Último poste da série de 6 de novembro de 2018 > Guiné 61/74 - P19170: Parabéns a você (1520): Jorge Cabral, ex-Alf Mil Art, CMDT do Pel Caç Nat 63 (Guiné, 1979/71)

quinta-feira, 8 de novembro de 2018

Guiné 61/74 - P19175: A galeria dos meus heróis (13): O Zé Nuno, o Tony Mota e o Belmiro Mateus, três amigos, três destinos – Parte III Luís Graça)


Lisboa > Cais da Rocha Conde de Óbidos > 22 de outubro de 1969 > Embarque do pessoal da CCAV 2639...  Menos de cinco anos depois, logo a seguir ao 25 de Abril, há manifestações contra o embarque de tropas para o ultramar... As palavras de ordem dos grupos marxistas-leninistas  são: "Nem mais um soldado para as colónias!...Regresso imediato dos soldados!... Independência total e incondicional para os irmãos das colónias!... Morte ao colonialismo e ao capitalismo!"...

Foto (e legenda): © Victor Garcia (2009) . Todos os direitos reservados  [Edição e legendagem complementar: Blogue Luís Graça & Camaradas da Guiné]




Luís Graça, CCAÇ 2590 / CCAÇ 12,
junho de 1969
A Galeria dos Meus Heróis (13): O Zé Nuno, o Tony Mota e o Belmiro Mateus, três amigos, três destinos – Parte III (Luís Graça)(*)


[Continuação... 

Sinopse das Partes I e II:

Belmiro Mateus, advogado, que não fez o serviço militar obrigatório, e António Mota, ex-seminarista, professor de história, e ex-combatente no TO da Guiné, em 1972/74, numa das companhias da "nova força africana" do Spínola, encontram-se no cemitério da sua terra natal, algures no Ribatejo, por ocasião do funeral de um amigo comum, Zé Nuno, engenheiro técnico, forcado, guitarrista, amante do fado, ex-combatente da guerra do Ultramar, em Moçambique, onde esteve, na Marinha, numa LFG, entre 1973 e 1974. A conversa prossegue num bar a 500 metros do cemitério, incidindo nomeamente sobre o passado dos três amigos e condiscípulos, a infância, a terra, a tropa, a guerra colonial,  o 25 de Abril, mas também o fado, a morte, Deus, a fé...]





E, prosseguindo a sua linha de pensamento sobre o seu passado, quando estudante, justificou-se o Belmiro:

− Aos vinte anos, somos todos revolucionários quando há que fazer revoluções… No passado, direita e à esquerda, os revolucionários chamavam-se fascistas, comunistas, anarquistas, porque era preciso destruir a burguesia e o Estado capitalista, na Europa nos anos 20 e 30 do séc.
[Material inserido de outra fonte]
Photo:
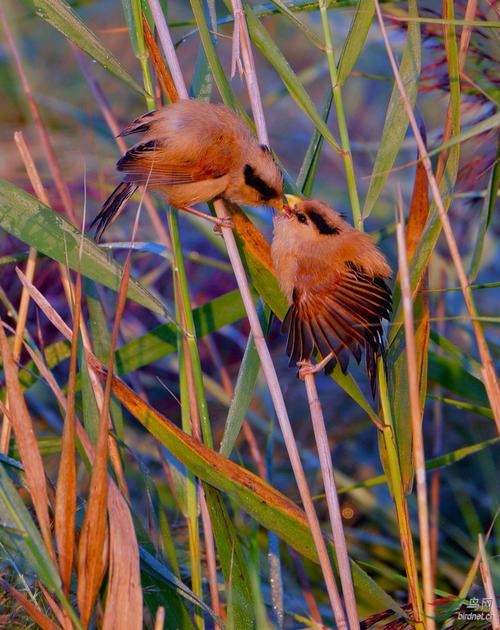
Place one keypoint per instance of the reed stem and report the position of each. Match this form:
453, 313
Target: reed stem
341, 120
332, 500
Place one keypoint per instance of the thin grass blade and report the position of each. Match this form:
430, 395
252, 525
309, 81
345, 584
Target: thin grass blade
62, 17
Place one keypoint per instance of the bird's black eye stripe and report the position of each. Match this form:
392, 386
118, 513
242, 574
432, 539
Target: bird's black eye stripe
322, 225
251, 179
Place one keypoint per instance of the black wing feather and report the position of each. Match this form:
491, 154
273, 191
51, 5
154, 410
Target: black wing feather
112, 208
347, 321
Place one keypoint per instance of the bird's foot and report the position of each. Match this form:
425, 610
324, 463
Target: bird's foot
223, 222
306, 367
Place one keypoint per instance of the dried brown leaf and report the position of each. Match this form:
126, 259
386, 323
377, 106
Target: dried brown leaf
161, 70
26, 442
66, 480
124, 594
35, 613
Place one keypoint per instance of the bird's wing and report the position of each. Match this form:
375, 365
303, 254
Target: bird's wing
341, 314
150, 163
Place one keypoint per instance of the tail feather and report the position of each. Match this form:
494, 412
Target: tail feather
139, 125
112, 208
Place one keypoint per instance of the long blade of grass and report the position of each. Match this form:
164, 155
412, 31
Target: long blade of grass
37, 225
486, 216
268, 506
62, 17
26, 440
124, 593
273, 54
415, 407
19, 528
93, 534
33, 611
491, 383
397, 358
341, 118
66, 490
396, 120
355, 40
431, 464
24, 301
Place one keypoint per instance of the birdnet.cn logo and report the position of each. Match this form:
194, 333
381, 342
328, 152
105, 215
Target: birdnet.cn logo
477, 610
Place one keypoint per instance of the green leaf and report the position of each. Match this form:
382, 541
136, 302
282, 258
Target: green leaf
62, 17
19, 529
356, 38
162, 340
268, 506
309, 168
243, 392
486, 215
154, 566
452, 377
396, 119
35, 224
273, 54
233, 562
432, 464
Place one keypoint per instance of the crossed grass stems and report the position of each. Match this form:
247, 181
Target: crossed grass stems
197, 405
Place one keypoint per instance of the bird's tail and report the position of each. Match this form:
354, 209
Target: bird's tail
112, 208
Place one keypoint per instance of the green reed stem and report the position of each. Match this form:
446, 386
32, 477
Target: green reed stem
190, 328
341, 120
141, 52
394, 480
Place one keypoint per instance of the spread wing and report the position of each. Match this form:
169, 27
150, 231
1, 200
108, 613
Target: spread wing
343, 315
151, 162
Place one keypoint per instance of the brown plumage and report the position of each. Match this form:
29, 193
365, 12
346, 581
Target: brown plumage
334, 278
193, 152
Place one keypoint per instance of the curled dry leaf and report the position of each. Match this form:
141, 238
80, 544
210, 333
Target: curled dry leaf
26, 442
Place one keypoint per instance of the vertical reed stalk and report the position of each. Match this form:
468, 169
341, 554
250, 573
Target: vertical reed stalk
24, 301
488, 370
437, 445
396, 486
332, 500
260, 342
341, 120
416, 422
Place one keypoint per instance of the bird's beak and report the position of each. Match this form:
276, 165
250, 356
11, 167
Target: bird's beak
278, 204
292, 201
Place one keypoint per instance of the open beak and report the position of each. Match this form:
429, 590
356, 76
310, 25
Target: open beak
278, 204
292, 202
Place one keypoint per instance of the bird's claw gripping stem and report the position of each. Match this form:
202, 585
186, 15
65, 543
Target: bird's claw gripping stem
306, 367
223, 222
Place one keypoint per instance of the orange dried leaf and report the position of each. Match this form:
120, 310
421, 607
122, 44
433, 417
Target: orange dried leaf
66, 480
26, 442
35, 613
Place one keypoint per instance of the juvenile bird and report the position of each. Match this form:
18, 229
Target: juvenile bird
334, 278
192, 152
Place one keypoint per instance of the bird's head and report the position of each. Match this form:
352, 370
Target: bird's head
261, 181
313, 217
XX. Hoje não temos a mesma urgência em mudar as coisas, tal como acontecia em Portugal em 1973, o ano em que nada podia continuar a ser como dantes: tínhamos a escalada da guerra colonial, a ditadura em banho maria, a crise petrolífera, o esgotamento do nosso modelo de desenvolvimento, a emigração em massa, a democratização do ensino… Andávamos em agitação permanente, pelo menos na universidade, em Lisboa, Porto e Coimbra, achávamos que tínhamos que começar a mudar as coisas pela veemência e a urgência da palavra…

− Ou pela violência das armas ?! O poder está na ponta das espingardas!, era a vossa palavra de ordem maoista… Pobres diabos, putos imberbes, que ainda não tínham dado um tiro nem sabiam manusear uma arma.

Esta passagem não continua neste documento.